The verdict? It’s terrible. But in a wonderful kind of way.
Packaging
If the idea of a bootleg is to make a cheap knock off of the original item, why make the cards so damn big? This card is easily 20 inches tall, twice the size of the figure? Cut that in half and bootleggers can save a ton of trees.
But I digress – back to the package. Wild Force Chariot comes blister-carded on a HUGE backing card. The card features images of the real SOC Dancougar, but the differences are immediately obvious. I like how the bootleggers photoshopped in the bootleg labels onto images of the real toy.
The back of the card features the barely discernible instructions.

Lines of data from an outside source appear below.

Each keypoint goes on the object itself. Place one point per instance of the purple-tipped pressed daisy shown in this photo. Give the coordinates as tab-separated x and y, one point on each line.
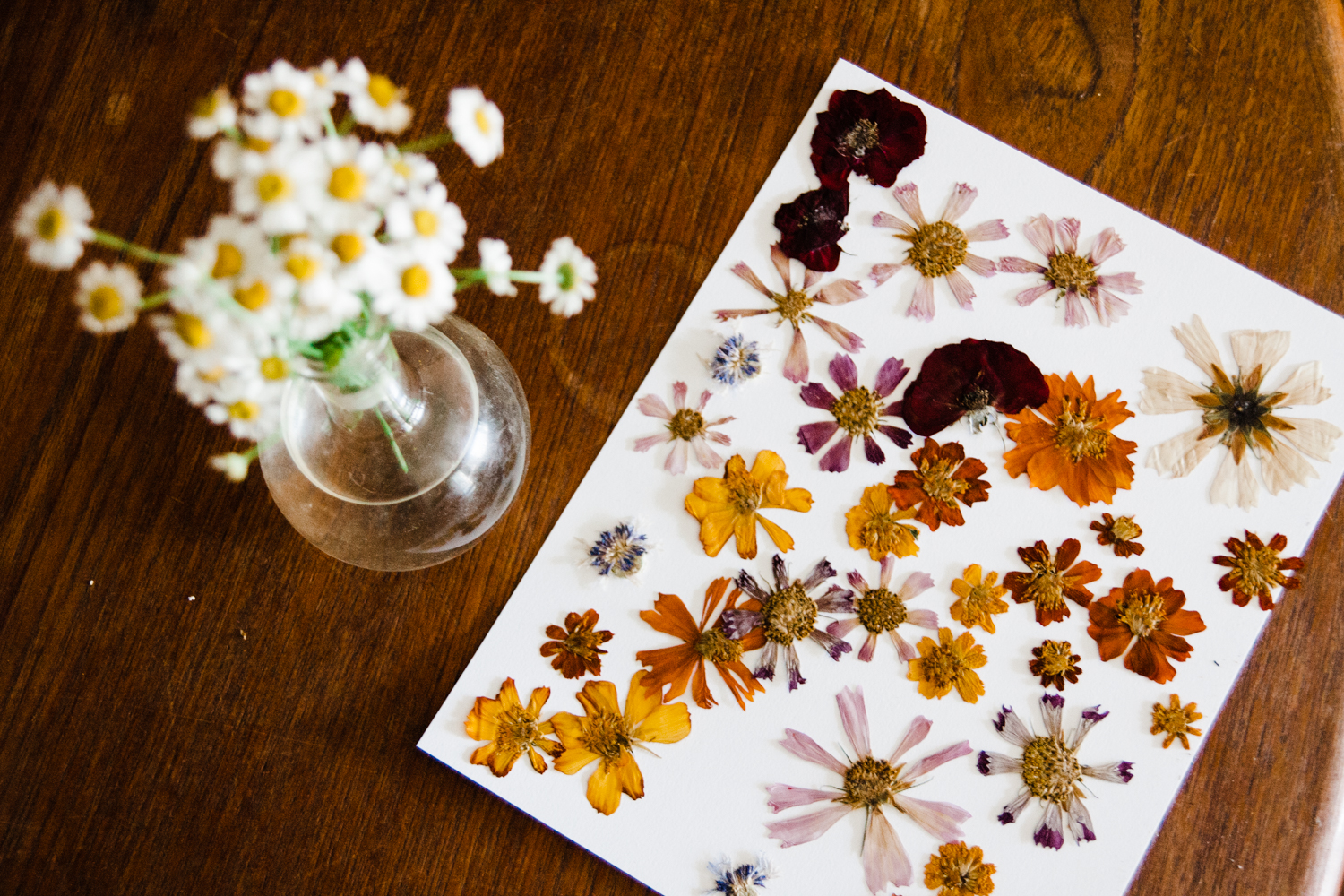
857	411
792	306
1073	276
785	616
937	249
1050	771
881	610
868	783
685	426
812	226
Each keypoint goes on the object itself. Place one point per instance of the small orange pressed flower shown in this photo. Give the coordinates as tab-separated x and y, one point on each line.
607	737
1053	579
728	508
676	665
1174	721
575	646
511	729
949	664
875	525
978	599
943	476
1257	568
1069	443
960	871
1150	616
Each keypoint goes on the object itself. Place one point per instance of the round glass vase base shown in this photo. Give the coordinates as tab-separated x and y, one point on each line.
349	493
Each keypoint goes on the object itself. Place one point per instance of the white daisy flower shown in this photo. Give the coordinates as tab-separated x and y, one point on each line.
567	277
496	266
419	293
109	297
54	222
212	113
374	99
426	220
478	125
287	104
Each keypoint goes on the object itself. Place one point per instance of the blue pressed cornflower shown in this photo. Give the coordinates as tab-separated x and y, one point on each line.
618	551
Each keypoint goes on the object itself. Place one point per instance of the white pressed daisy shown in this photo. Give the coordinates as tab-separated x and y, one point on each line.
374	99
212	113
109	297
54	222
285	104
496	266
567	277
425	220
478	125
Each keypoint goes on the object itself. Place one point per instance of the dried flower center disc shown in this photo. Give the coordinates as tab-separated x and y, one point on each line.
937	249
789	614
1050	771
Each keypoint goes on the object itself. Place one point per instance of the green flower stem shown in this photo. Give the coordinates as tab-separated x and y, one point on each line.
104	238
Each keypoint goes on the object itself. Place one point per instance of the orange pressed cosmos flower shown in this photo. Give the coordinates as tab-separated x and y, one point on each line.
1069	443
1150	616
676	665
607	737
943	476
728	508
511	729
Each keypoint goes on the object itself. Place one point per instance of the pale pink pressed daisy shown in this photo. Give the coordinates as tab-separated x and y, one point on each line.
793	304
937	249
868	783
1073	276
685	427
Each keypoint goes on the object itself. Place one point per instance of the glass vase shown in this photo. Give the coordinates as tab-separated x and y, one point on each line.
406	452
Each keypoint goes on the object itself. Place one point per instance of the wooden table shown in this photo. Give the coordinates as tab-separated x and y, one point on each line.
199	702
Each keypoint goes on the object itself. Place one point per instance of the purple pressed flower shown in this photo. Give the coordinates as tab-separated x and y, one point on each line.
812	225
685	426
881	610
868	134
1073	276
857	411
1050	771
793	304
868	783
785	616
937	249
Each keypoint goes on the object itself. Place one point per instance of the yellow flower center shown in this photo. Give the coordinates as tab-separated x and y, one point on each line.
937	249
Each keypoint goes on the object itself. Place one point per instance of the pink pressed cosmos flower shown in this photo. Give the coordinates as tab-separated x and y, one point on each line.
857	411
937	249
685	426
868	783
793	304
1074	276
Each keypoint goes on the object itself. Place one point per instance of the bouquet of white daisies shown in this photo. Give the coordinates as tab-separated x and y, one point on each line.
332	241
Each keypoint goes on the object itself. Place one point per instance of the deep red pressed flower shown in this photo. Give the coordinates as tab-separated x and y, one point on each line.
970	378
868	134
812	225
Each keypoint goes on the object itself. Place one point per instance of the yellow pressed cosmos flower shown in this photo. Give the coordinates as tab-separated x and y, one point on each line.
728	508
874	524
607	737
511	729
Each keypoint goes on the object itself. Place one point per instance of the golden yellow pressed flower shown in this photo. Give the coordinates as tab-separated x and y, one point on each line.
511	729
607	737
728	508
874	525
949	664
978	598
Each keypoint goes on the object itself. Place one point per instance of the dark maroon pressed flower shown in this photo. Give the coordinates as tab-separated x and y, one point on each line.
812	225
972	378
868	134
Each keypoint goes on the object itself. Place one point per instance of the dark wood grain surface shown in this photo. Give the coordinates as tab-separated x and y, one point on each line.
260	737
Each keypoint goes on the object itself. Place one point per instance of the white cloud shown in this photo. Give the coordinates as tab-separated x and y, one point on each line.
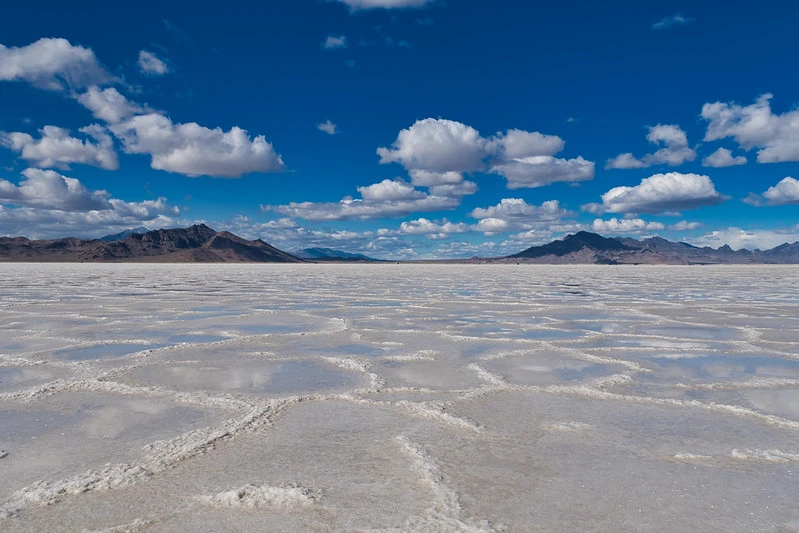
358	209
108	104
677	19
333	42
625	161
52	64
492	226
723	158
426	178
57	148
684	225
440	151
626	225
49	189
195	150
383	4
537	171
658	194
151	65
388	190
327	127
513	214
755	126
784	192
518	209
737	238
674	150
520	144
433	230
438	145
452	190
47	204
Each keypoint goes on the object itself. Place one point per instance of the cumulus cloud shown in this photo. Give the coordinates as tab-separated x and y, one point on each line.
684	225
514	214
433	230
723	158
660	193
50	204
738	238
520	144
626	226
537	171
390	190
195	150
438	151
438	145
327	127
383	4
677	19
334	41
360	209
52	64
776	137
783	193
57	148
47	188
108	104
518	209
674	150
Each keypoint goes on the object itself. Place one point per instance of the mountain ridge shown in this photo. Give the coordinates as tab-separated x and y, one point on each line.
195	244
202	244
590	248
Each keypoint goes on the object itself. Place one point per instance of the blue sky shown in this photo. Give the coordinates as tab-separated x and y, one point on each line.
403	128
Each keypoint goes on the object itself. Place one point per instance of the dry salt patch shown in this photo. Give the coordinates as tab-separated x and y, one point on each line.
569	427
254	496
769	456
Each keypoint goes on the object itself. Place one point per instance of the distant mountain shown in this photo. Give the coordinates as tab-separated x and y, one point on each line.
589	248
124	234
329	254
195	244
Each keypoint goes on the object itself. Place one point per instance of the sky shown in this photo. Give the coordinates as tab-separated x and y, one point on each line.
403	129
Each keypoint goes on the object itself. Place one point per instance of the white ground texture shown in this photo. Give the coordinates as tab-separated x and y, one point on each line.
440	398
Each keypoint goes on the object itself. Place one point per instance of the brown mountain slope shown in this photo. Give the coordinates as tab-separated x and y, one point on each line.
195	244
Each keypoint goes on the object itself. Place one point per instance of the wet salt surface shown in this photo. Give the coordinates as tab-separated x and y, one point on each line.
398	398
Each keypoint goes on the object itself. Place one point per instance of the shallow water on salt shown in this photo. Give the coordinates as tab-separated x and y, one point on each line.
404	397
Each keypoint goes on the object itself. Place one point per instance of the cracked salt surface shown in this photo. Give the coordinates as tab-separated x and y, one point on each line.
398	398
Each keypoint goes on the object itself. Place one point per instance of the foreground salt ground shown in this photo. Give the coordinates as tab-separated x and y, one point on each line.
398	398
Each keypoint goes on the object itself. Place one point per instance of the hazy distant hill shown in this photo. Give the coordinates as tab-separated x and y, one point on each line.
589	248
195	244
201	244
123	234
329	254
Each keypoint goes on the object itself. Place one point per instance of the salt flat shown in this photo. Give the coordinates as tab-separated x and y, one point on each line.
398	398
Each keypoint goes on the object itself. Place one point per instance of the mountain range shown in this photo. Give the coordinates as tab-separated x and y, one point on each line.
330	254
589	248
196	244
201	244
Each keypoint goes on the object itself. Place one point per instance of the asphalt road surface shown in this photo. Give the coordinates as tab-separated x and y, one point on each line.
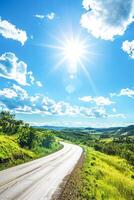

The warnings are all in Chinese, but a sticker has been placed over a block that has an age warning in Spanish.
Big Moth
Out of the package the toy is already in humanoid mode without the feet animals attached. The toy has been radically simplified, but the transformation is essentially the same. The Big Moth can be transformed into all of his versions – humanoid, tank and animal.
Land Liger and Land Cougar
The two tiger robots are here, and those too are simplified with some awesome decals. Both can also transform from humanoid to vehicle to animal, as well as becoming the feet for Dancougar.
Eagle Fighter
The Eagle fighter, in this case, is totally different. Here it is just a hollow shell, only able to form Dancouga’s head, and a crappy bird mode. Oddly, two Eagle Fighters are included with the bootleg.
Combined!
All the parts combine alright, but the final form is sloppy and unrefined – in other words – typical bootleg quality. The plastic feels like brittle styrene, and the paint applications are messy.
The only included weapon is a gun, and parts of the gun aren’t included. Also omitted is the giant wing that attaches to the back.
No sword either.
So yeah, it’s a pretty horrible toy. But someone had to cover it, to document it, and we are those people.